If he'd gone to any of the events that we recently covered-the London Cobra Show, the NCKCC show, the 10th Annual Coronado Speed Festival, or the Run 'N' Gun 2006 in Illinois-he'd have a positive view of the kit car hobby.
Consider the fact that more participants, cars, vendors, record number attendance, and the most money ever raised for Cystic Fibrosis research all occurred at the London Cobra Show in 2006. Recognize the fact that despite cloudy skies and cold temperatures on show Saturday, the two-day Northern California Kit Car Club-produced show in San Leandro, California, had as many vehicles and participants as it had in '05. Count the vehicles on display at the 10th Annual Coronado Speed Festival, a vintage racing event held at the Naval Air Station in California, and you'd learn that many of the vintage sports cars on hand were replicas. Go to the Run 'N' Gun 2006 at Gateway International Raceway in Madison, Illinois, and you'd see and hear almost twice as many replicas roaring 'round the road track, on the autocross, and down the dragstrip than last year.
Further evidence of sound kit car hobby health could be found in recent articles written by Eric Geisert and Harold Pace regarding industry leaders Factory Five Racing and Shell Valley.

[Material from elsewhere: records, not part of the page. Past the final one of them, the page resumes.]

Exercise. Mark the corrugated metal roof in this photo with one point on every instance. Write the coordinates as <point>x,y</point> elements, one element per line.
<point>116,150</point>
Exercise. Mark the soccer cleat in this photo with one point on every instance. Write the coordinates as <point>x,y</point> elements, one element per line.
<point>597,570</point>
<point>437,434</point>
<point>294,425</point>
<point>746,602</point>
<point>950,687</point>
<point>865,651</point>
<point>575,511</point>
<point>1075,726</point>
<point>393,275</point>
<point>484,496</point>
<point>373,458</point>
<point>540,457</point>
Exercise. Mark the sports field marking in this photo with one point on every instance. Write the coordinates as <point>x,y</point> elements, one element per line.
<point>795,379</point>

Each year, these companies' annual open house celebrations rival the participation and attendance at longstanding replica-themed shows that are nationwide events.

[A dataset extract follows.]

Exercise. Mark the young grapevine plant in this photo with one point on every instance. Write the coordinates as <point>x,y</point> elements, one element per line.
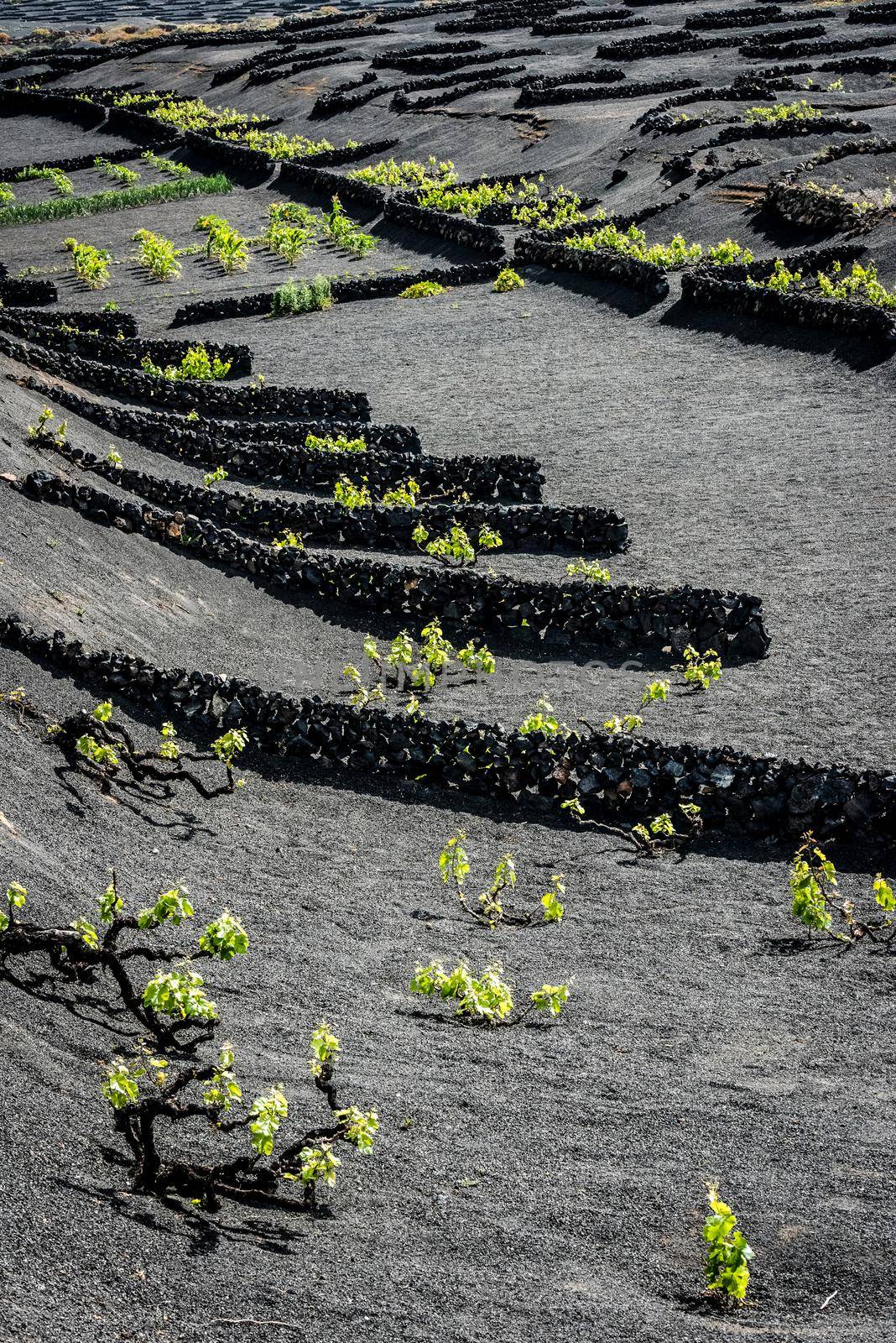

In this very issue there's an article about the second annual Western States Cobra Bash, a show that's 2 for 2 in growth-both in terms of more cars and vendors. What's more, there are already more registrants for the '07 event, and it's months away.
We haven't even broached the more controversial aspect of the kit car hobby. Automotive aftermarket companies like Downs Manufacturing, Dynacorn, Cars Inc., Legend Motors Worldwide, Hot Rods & Horsepower, Kirkham Motorsports, Superformance, 1G Racing, Total Performance, etc. are coming out with all-new kits and cars at an astonishing rate. Some of the vehicles are comprised of fiberglass, some in steel, aluminum, and Kevlar/carbon fiber. Automotive enthusiasts, who pigeonhole themselves as street rodders, are offended when a fellow hobbyist calls their '32 highboy Dearborn Deuce roadster a kit car or a replicar. Gearheads who call themselves musclecar owners feel their manhood is in question when another motorhead labels their '69 Dynacorn Camaro a kit car.
Automotive hobbyists, wake up. Leave your inflated egos at the curb. The replicas of today are a far cry from the vehicles built in the kit car industry's infancy. Feel honored when another hobbyist calls your well-engineered, beautiful musclecar, sports car, hot rod, street rod, dune buggy, classic car, 4x4, or what have you a kit. Take it as a compliment.
If you really think about it, the portions of the old car hobby that are shrinking are the customization of original cars and the restoration of genuine vehicles. As time passes, originals are becoming scarcer, while the kit car/replica hobby is growing strong.
You know that automotive researcher I mentioned earlier? I never did speak to the guy. Perhaps it's just as well. He couldn't have been a KIT CAR reader. If he were, he'd already have given this aspect of the enthusiast automotive arena a clean bill of health-a conclusion KIT CAR's astute readers made a long time ago.